The William Sidney Porter House or O. Henry House is a historic structure in Austin, Texas. William Sidney Porter, better known as the author O. Henry, lived there between 1893 and 1895. The Porter house was added to the National Register of Historic Places on June 18, 1973. The house is known today as the O. Henry Museum.

History[edit]

The cottage is a simplified version of the Eastlake Style of architecture. The house was built in 1886 and rented between 1893 and 1895 by William Sidney Porter, better known as the author O. Henry.
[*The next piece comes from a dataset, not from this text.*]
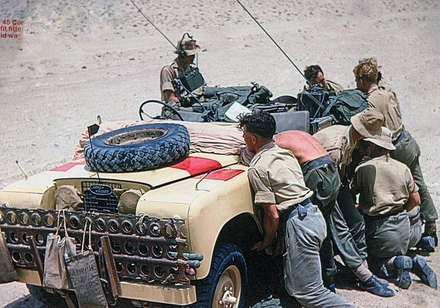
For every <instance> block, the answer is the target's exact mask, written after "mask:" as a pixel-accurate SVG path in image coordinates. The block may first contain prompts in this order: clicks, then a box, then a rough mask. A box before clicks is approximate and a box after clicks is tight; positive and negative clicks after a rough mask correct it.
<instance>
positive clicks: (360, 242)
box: [313, 125, 367, 270]
mask: <svg viewBox="0 0 440 308" xmlns="http://www.w3.org/2000/svg"><path fill="white" fill-rule="evenodd" d="M313 137H315V138H316V139H317V140H318V141H319V142H320V143H321V144H322V146H323V147H324V149H326V151H327V152H328V153H329V156H330V157H331V158H332V160H333V161H334V162H335V163H336V165H337V166H338V169H339V173H340V175H341V181H342V186H341V188H340V190H339V194H338V198H337V203H338V205H339V209H340V210H341V212H342V216H343V218H344V220H345V221H346V224H347V226H348V228H349V231H350V234H351V236H352V238H353V240H354V242H355V243H356V248H357V250H355V249H350V247H349V245H348V244H349V242H347V243H345V244H344V245H345V246H346V247H345V249H344V250H345V251H346V252H347V254H346V256H345V257H346V258H347V260H348V263H349V264H350V269H352V270H353V269H354V268H355V266H356V265H357V264H359V261H360V259H359V257H360V258H361V259H366V258H367V245H366V240H365V224H364V220H363V218H362V215H361V214H360V213H359V211H358V210H357V209H356V208H355V206H354V202H353V199H352V197H351V194H350V191H349V184H348V180H347V178H346V177H345V173H346V169H347V168H348V165H349V164H350V163H351V159H352V156H351V155H352V153H353V151H354V149H355V147H356V142H354V141H353V138H352V136H351V133H350V126H348V127H347V126H343V125H332V126H330V127H327V128H325V129H323V130H321V131H319V132H317V133H316V134H314V135H313ZM334 223H337V221H334ZM341 231H342V229H341ZM341 244H342V243H341ZM350 250H351V251H352V252H353V253H352V254H351V256H350V253H349V252H350Z"/></svg>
Porter lived in the house with his wife, Athol, and daughter, Margaret, before they moved to Houston, where Porter began writing full time for the Houston Post.[1] Though associated with his home state of North Carolina, O. Henry set 42 of his stories in Texas.[2]
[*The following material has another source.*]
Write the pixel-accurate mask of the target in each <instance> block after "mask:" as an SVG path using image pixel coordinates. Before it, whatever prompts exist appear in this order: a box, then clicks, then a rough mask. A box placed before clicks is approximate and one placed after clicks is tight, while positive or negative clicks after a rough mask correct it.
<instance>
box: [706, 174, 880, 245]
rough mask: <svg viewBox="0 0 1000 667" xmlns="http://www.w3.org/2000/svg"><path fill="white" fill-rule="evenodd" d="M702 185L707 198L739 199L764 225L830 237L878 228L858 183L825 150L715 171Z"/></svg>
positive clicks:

The residence remained a rental property until 1930 when it was to be demolished to construct a warehouse. In January 1934, a committee representing the Colonial Dames, the Daughters of the American Revolution, the Daughters of 1812, the Daughters of the Republic of Texas and the Daughters of the Confederacy submitted a proposal to the Austin City Council, that if the city would accept the house as a donation from the Austin Rotary Club and relocate the house, the women's organizations would work to restore the house and open it as a "shrine."[3] The City of Austin had the house moved the from its original location at 308 East 4th Street to its current location at Brush Square, 409 East 5th Street. The house was restored and opened as a museum in 1934. The many period pieces on display include some of the Porter's furniture and personal belongings. The structure underwent further restoration in 1994–95 with a renewed roof and the replacement of four brick chimneys lost in 1934.

It is the site of the annual O. Henry Pun-Off, a spoken pun competition.[4]